2.220446049250313e-16

In [57]:
machine_info.huge

1.7976931348623157e+308

In [58]:
np.finfo(np.float64).max == machine_info.huge

True

In [None]:
# TRY THIS!

help(machine_info)

# Data Type Object

**Data type objects** are instances of the `numpy.dtype` class. 

Once again, arrays have a data type. 
<br>
To be precise, *every element* in a NumPy array has the same data type. 

The data type object can tell you the `size` of the data in bytes.
<br>
(**Recall**: The size in bytes is given by the `itemsize` attribute of the dtype class)

In [59]:
a = np.arange(7, dtype=np.uint16)
print('a itemsize: ', a.itemsize)
print('a.dtype.itemsize: ', a.dtype.itemsize)

a itemsize:  2
a.dtype.itemsize:  2


### Character Codes

Character codes are included for backward compatibility with **Numeric**. 
<br>
Numeric is the predecessor of NumPy. Their use is not recommended, but these codes pop up in several places. 

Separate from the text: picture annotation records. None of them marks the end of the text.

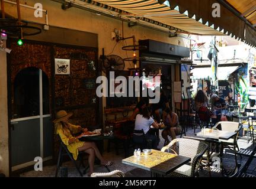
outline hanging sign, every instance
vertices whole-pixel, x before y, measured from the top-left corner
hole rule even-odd
[[[70,74],[70,60],[55,58],[55,74]]]

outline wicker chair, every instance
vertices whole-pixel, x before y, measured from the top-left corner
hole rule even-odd
[[[174,144],[176,146],[174,147]],[[208,145],[202,141],[177,138],[172,140],[167,146],[164,146],[161,151],[171,150],[174,154],[190,157],[191,161],[189,165],[184,165],[177,168],[168,176],[178,177],[189,177],[199,176],[198,171],[203,155],[209,149]]]
[[[91,177],[124,177],[124,173],[120,170],[114,170],[109,172],[94,172]]]

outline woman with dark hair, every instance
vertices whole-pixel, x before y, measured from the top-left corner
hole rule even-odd
[[[202,90],[199,90],[194,99],[195,110],[198,111],[201,106],[208,106],[208,99]]]
[[[157,149],[158,139],[157,136],[152,135],[149,132],[151,126],[158,129],[158,125],[156,123],[152,118],[150,116],[149,111],[148,107],[142,109],[142,112],[137,114],[135,119],[135,130],[142,130],[144,131],[146,139],[151,139],[153,149]],[[133,133],[133,140],[135,142],[140,141],[141,136],[139,134]],[[146,141],[145,141],[146,142]],[[146,144],[145,145],[146,146]]]
[[[136,116],[138,114],[142,112],[142,109],[146,107],[148,105],[148,103],[145,102],[144,100],[141,100],[140,102],[139,102],[135,107],[135,108],[133,110],[133,114],[130,118],[130,120],[132,121],[135,121],[135,118]]]
[[[172,140],[175,139],[176,135],[181,133],[181,128],[179,125],[178,115],[169,108],[163,112],[163,120],[167,128],[162,132],[162,136],[169,144],[168,136],[171,137]]]

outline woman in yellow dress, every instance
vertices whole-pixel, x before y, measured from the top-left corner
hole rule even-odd
[[[62,142],[67,146],[68,149],[72,154],[74,159],[76,160],[79,151],[84,151],[89,154],[89,175],[94,172],[95,156],[100,159],[101,165],[107,166],[112,165],[111,161],[107,161],[103,158],[94,142],[82,142],[78,140],[85,135],[88,129],[69,123],[69,118],[72,115],[72,113],[68,113],[65,110],[60,110],[57,112],[56,119],[53,120],[53,122],[56,133],[59,134]],[[75,133],[81,132],[82,133],[79,136],[73,136]]]

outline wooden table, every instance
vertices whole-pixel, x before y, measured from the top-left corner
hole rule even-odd
[[[151,175],[166,175],[190,161],[190,158],[152,149],[152,154],[140,157],[130,157],[122,160],[122,163],[151,172]]]

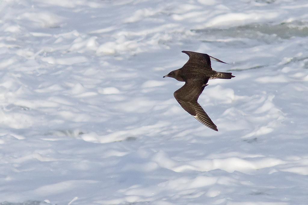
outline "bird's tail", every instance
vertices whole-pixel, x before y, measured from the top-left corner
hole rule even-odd
[[[232,75],[232,73],[224,73],[224,72],[217,72],[217,78],[221,79],[231,79],[235,76]]]

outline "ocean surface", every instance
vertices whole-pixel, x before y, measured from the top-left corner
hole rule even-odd
[[[308,201],[306,0],[0,1],[0,204]],[[162,77],[208,53],[198,102]]]

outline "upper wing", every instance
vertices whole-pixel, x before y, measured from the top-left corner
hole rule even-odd
[[[228,64],[218,58],[209,56],[206,53],[202,53],[193,51],[183,50],[182,51],[188,55],[189,59],[185,64],[188,64],[190,67],[196,67],[199,68],[210,70],[212,69],[211,65],[211,60]]]
[[[211,120],[197,101],[207,85],[209,79],[188,81],[181,88],[174,92],[174,95],[182,107],[204,125],[218,131],[217,127]]]

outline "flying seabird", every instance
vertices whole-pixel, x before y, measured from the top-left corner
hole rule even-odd
[[[214,130],[218,131],[197,101],[209,80],[215,78],[231,79],[235,77],[231,73],[217,72],[212,69],[211,60],[228,64],[219,59],[202,53],[183,51],[189,56],[188,61],[181,68],[172,71],[163,77],[170,77],[184,84],[173,94],[176,99],[184,110],[201,123]]]

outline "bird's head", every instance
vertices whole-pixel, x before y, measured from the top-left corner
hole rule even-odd
[[[184,82],[184,81],[181,77],[182,75],[181,75],[181,73],[180,69],[178,69],[172,71],[165,76],[163,76],[163,77],[170,77],[174,78],[179,81]]]
[[[173,77],[173,78],[175,78],[175,75],[176,75],[175,72],[174,71],[174,70],[173,71],[171,71],[171,72],[168,73],[166,75],[163,76],[163,77]]]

Btw, You should instead use the **dtype** objects. 

    integer                     i
    Unsigned integer            u
    Single precision float      f
    Double precision float      d
    bool                        b
    complex                     D
    string                      S
    unicode                     U

### `dtype` contructors

In [60]:
np.dtype(float)

dtype('float64')

In [61]:
np.dtype('f')

dtype('float32')

In [62]:
np.dtype('d')

dtype('float64')

In [63]:
np.dtype('f8')

dtype('float64')

In [64]:
np.dtype('U10')  # Unicode string of up to 10 chars

dtype('<U10')

**Note**: A listing of all data type names can be found by calling `np.sctypeDict.keys()`

## Custom `dtype`

We can use the `np.dtype` constructor to create a **custom** record type.

In [65]:
rt = np.dtype([('name', np.str_, 40), ('numitems', np.int32), ('price', np.float32)])

In [66]:
rt['name']  # see the difference with Python 2

dtype('<U40')

In [67]:
rt['numitems']

dtype('int32')

In [68]:
rt['price']

dtype('float32')

* Instantiate an array of `dtype` equal to `t` (record type)


In [69]:
record_items = np.array([('Meaning of life DVD', 42, 3.14), ('Butter', 13, 2.72)], 
                        dtype=rt)

In [70]:
print(record_items)

[('Meaning of life DVD', 42, 3.14) ('Butter', 13, 2.72)]


---

# Exercises - Basic Numpy

## Ex 1. Create an array containing integers from $2$ to $2^6$


## 1.1 Print `ndarray` attributes and properties
(e.g. `type`, `dtype`, `shape...`) using previous on

## Ex 2. Create a 3x3 Matrix array and fill it with random integer numbers

- _hint_: Take a look at `np.random.randint`

## Ex3. Create a list containing $5$ others lists of integers, all of the same size. Convert this list of lists into a matrix (i.e. `numpy.ndarray`)


#### Ex 3.1 What happens if we generate an array converting a list of lists of different size/length?